Word spread quickly and I think most work ground to a halt as the Library set up a big TV screen in the lobby. No one knew what to do. This horrific event was unfolding before our very eyes, and all we could do was watch.
The 9/11 tragedy had ripples for a long time afterward.
The skies were eerily quiet for days while a no-fly rule was in effect. Friends with relatives in New York City were glued to their television sets. Everyone wondered how the aftermath would play out.
I live in a community close to the Canadian-US border, with hydroelectric plants and a number of big factories, so most people that I knew experienced some anxiety over the possibility of our own attack – although I suspect that scenario was on most people’s minds in North America.
In the height of irony, astronauts on the International Space Station, a cooperative venture bringing nations together far above us, could see the smoke plumes and struggled with their own sense of helplessness – you can read their poignant point of view in an article on Space.com.

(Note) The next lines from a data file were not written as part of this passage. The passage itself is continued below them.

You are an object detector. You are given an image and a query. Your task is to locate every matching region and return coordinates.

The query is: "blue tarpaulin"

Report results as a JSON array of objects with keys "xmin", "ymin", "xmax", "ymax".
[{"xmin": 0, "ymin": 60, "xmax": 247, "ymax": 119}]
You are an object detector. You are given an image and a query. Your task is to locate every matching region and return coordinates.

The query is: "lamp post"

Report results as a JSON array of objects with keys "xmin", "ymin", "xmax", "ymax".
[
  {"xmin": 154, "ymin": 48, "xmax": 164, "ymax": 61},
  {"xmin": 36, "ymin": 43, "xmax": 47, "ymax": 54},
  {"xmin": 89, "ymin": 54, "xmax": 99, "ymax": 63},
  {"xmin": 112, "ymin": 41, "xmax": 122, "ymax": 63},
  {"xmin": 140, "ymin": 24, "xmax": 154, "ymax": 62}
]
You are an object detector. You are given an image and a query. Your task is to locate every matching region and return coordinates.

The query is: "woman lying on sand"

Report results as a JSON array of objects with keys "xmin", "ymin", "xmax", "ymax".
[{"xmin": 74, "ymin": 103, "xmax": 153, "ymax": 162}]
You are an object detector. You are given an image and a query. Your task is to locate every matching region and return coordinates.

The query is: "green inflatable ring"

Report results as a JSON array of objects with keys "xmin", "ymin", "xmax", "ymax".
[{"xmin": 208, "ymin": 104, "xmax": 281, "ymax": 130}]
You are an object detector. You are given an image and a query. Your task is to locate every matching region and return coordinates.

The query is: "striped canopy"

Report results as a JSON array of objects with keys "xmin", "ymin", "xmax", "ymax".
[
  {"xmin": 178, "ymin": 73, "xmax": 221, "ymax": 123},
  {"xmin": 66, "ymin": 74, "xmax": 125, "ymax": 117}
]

Six years later, when my hubby and I went on our first African safari, airlines still had considerable restrictions on what travelers could bring on board, and we became very creative at packing economically.
9/11 changed our modern landscape, and there has been endless speculation about why it happened. Like most historical events, we may never know all of the truth, but I think we can agree that global peace continues to be a series of forward steps alternating with backward steps.
I believe that the root of conflict is a lack of respect for someone else’s right to hold a different point of view, and I believe that one of the ways we can work toward global peace is to travel.
It’s really difficult to hold another place or culture at arm’s length, to put a psychological wall up, when you’ve been there in person and met the ordinary people who live there, work there, try to provide for their families, laugh, feel pain, feel sorrow. It’s hard to turn away from animals and environments in need when you’ve walked among them.
We have met so many wonderful people on our travels. We have seen the magnificence of places like Africa and the Amazon Jungle, and know how critical they are to life as we know it.
Life thrives in the quiet places of our planet. Beauty and harmony are there. Find those places and their inhabitants, and understand why all the parts matter.
As a counterpoint to the sadness of 9/11, and the many ongoing conflicts in the world, one movement we can embrace is Forest Bathing. The name may sound silly, but bear with me on this.
Forest Bathing is a Japanese practice that promotes wellness by spending mindful time in a forested area. Nature is healing. Buildings, as beautiful as some of our constructions can be, are artificial environments, surrounded by cities that often don’t include much green space. Our increasing urbanization is separating us from the planet that has nurtured us for eons.
September 7th, this past weekend, was International Forest Bathing Day. The practice is really catching on world-wide, and there is likely at least one certified guide within fifty miles of you. Of course, anyone can do forest bathing for themselves, but you need to be able to do it slowly, taking the time to notice all the beauty and enjoy the serenity.
Find your centre, your inner core of peace and connectedness. I’d love to hear about it.